Packaging
The Card
At first glance, the card follows Zotac's GeForce 30 AMP Holo design theme almost exactly. The colors on the card are black with various shades of gray. Running along the top edge we find a Spectra RGB lighting element, which creates amazing RGB effects. On the back, you'll find a high-quality metal backplate that curves into the sides.
Dimensions of the card are 35.5 x 15 cm, and it weighs 1879 g. This is a very long card; please be aware of the dimensions, and check if it will fit your case.
See what I mean? The AMP Extreme Holo (right) is huge, noticeably bigger than even the RTX 3090 FE (2nd from right). The small cards on the left? Those are the RTX 3080 Founders Edition, Radeon RX 6800 XT and GeForce RTX 2080 Ti—not so small at all.
Installation requires three slots in your system.
Display connectivity options include three standard DisplayPort 1.4a and one HDMI 2.1. The DisplayPort 1.4a outputs support Display Stream Compression (DSC) 1.2a, which lets you connect 4K displays at 120 Hz and 8K displays at 60 Hz. Ampere can drive two 8K displays at 60 Hz with just one cable per display.
Ampere is the first GPU to support HDMI 2.1, which increases bandwidth to 48 Gbps to support higher resolutions, like 4K144 and 8K30, with a single cable. With DSC, this goes up to 4K240 and 8K120. NVIDIA's new NVENC/NVDEC video engine is optimized to handle video tasks with minimal CPU load. The highlight here is added support for AV1 decode. Just like on Turing, you may also decode MPEG-2, VC1, VP8, VP9, H.264, and H.265 natively, at up to 8K@12-bit.
The encoder is identical to Turing. It supports H.264, H.265, and lossless at up to 8K@10-bit.
Zotac has equipped their card with a dual-BIOS feature; the two BIOS chips are clearly recognizable on the board. Unlike all other vendors, Zotac doesn't provide a physical BIOS switch. Rather, you have to install the Zotac Firestorm software to toggle between the default Performance BIOS and a secondary "Quiet" BIOS.

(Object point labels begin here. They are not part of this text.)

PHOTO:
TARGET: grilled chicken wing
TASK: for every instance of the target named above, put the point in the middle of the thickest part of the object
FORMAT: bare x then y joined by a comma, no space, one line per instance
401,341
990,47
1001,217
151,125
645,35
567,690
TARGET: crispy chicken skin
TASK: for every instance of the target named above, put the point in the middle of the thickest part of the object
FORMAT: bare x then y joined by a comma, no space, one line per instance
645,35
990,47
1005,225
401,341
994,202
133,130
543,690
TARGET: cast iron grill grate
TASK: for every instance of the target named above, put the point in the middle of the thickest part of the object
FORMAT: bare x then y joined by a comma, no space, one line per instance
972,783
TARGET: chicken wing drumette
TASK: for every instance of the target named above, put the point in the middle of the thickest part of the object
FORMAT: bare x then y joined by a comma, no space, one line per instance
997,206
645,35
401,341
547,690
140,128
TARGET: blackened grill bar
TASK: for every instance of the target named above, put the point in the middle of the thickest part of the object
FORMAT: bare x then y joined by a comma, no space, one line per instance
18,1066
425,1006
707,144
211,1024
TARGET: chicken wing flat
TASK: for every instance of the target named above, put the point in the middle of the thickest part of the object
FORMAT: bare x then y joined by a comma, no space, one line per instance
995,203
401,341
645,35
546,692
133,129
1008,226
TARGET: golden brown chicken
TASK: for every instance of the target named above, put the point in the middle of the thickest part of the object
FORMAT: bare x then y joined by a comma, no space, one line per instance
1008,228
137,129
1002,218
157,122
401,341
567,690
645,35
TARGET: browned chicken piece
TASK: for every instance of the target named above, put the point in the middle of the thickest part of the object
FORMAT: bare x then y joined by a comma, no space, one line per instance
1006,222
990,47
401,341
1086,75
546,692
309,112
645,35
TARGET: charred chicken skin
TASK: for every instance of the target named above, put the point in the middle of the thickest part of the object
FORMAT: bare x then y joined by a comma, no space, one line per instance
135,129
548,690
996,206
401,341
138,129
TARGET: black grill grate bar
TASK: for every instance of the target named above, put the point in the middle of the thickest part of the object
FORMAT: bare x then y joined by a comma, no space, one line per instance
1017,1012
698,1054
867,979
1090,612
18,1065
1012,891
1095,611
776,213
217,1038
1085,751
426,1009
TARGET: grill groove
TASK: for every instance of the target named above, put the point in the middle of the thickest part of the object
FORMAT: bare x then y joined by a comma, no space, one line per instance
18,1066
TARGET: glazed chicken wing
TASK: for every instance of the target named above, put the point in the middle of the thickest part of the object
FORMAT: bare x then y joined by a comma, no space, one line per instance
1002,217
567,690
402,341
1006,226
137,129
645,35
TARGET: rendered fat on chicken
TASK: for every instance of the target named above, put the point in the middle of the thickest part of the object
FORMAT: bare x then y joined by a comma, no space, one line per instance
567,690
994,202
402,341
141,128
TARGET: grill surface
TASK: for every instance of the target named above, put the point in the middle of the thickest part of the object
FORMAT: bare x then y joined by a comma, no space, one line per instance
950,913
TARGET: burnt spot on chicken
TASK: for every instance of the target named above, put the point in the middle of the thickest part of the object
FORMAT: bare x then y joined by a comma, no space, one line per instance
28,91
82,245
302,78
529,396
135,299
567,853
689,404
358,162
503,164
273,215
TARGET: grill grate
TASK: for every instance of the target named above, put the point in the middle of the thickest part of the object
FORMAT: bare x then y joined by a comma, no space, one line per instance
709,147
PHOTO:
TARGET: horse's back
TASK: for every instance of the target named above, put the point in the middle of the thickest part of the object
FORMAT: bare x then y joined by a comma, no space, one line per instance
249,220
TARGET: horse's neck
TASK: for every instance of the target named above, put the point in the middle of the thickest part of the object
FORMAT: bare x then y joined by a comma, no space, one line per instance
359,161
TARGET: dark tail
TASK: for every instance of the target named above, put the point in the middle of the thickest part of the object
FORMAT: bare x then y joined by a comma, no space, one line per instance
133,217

Unlike the NVIDIA Founders Edition card that uses a 12-pin power input, Zotac sticks to the industry standard 8-pin PCIe power inputs, but there are three of these. Combined with PCIe slot power, this configuration is rated for 525 W. When unpacking the card, you're greeted by a sticker on the power plugs that makes it crystal clear that you're supposed to use three separate 8-pin power cables.
Zotac has been including this "super cap" for a while on some of their high-end graphics cards. It's a capacitor with extra-large capacity that can store energy and release it quickly, which is supposed to help smoothen out GPU voltage. We tested it a few years ago, and it made no noticeable difference in anything (including overclocking) even though the smoother voltage can be measured with the proper equipment.

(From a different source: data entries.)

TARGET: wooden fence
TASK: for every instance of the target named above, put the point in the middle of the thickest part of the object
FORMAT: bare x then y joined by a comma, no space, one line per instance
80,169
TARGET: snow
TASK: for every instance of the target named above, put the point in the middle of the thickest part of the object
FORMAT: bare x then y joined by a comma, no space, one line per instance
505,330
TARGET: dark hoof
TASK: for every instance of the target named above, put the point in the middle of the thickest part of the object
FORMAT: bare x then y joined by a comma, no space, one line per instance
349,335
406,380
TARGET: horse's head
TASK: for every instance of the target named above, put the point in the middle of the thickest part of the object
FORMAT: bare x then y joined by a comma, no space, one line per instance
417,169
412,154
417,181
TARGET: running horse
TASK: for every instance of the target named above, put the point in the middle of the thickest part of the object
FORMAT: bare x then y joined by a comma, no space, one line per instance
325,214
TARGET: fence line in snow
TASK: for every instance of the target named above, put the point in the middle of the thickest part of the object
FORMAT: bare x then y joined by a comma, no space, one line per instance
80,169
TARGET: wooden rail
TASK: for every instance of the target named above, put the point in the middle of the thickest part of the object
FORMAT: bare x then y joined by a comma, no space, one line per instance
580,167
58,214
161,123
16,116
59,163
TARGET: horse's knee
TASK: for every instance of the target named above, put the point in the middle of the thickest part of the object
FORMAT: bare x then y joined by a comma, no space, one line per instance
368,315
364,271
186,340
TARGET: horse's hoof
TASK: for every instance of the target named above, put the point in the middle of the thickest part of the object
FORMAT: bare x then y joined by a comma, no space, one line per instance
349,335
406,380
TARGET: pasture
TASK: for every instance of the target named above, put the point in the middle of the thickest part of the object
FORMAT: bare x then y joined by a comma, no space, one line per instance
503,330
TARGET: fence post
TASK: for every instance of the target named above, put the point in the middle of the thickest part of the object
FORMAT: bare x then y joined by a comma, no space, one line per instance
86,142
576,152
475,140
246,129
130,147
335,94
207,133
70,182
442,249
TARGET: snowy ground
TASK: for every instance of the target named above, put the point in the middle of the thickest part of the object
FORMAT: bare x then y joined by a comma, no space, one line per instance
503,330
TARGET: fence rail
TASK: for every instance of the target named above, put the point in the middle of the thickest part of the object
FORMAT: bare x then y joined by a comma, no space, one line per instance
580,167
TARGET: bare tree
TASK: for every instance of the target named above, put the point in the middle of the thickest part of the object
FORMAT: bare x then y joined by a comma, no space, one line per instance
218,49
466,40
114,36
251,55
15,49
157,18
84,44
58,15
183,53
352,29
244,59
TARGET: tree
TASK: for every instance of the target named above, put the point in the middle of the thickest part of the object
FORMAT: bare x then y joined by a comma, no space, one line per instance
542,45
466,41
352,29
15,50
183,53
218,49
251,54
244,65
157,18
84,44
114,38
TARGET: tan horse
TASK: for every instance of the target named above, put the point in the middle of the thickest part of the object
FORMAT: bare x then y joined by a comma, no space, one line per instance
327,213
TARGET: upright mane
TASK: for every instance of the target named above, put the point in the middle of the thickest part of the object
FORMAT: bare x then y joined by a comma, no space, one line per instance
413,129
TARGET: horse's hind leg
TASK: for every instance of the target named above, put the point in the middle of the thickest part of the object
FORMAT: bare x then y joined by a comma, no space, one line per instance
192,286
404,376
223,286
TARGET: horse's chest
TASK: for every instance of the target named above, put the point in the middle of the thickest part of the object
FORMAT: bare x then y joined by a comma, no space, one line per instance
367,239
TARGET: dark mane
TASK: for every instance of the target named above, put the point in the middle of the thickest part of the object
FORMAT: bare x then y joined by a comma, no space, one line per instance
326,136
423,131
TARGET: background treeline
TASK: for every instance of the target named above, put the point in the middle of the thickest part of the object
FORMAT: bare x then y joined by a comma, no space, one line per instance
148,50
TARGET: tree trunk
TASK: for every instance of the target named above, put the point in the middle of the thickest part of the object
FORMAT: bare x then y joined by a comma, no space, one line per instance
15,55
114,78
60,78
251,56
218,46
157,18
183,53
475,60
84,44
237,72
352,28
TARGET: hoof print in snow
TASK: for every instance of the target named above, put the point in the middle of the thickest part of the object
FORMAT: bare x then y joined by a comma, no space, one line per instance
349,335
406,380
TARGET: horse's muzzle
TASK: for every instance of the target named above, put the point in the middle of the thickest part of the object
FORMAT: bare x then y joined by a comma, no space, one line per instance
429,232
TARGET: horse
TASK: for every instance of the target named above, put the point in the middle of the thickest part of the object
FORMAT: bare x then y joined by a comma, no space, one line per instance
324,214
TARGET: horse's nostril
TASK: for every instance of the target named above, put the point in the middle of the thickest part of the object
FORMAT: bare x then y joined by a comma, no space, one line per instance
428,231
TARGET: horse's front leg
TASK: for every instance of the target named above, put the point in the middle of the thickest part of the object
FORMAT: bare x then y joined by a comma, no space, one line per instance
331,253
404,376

If this really makes any difference other than looking super shiny, other graphics card vendors would have certainly picked up on the technology.
On the PCB, you find measurement points for all voltages on the graphics card—very nice! Near the top edge of the photo is a silkscreen for a "SW3" switch—is this where the BIOS switch was supposed to go?
The GeForce RTX 3090 supports SLI and features a newer-generation NVLink bridge interface, which means you can't use your NVLink bridge from your Turing cards. Be warned that with Ampere, NVIDIA isn't supporting SLI as in implicit multi-GPU (SLI as you know it), but explicit multi-GPU that's developed and supported by game/application developers. With multi-GPU game support being pretty much non-existent, this basically means SLI is dead. Perhaps creative and 3D modeling applications that support explicit multi-GPU can benefit from SLI.
Teardown
Zotac's thermal solution uses eight heatpipes. The main heatsink not only cools the GPU, but also provides cooling for memory chips and VRM circuitry. The thermal pads on the VRM and memory are 2.5 mm thick.
The backplate is made out of metal and protects the card against damage during installation and handling. The thermal pads for the memory chips on the back are 3.5 mm thick.
Here you can see that a lot of space is wasted near the end of the card, for a plastic cooler shroud that really doesn't add anything except to make the card longer, which complicates installation in some cases.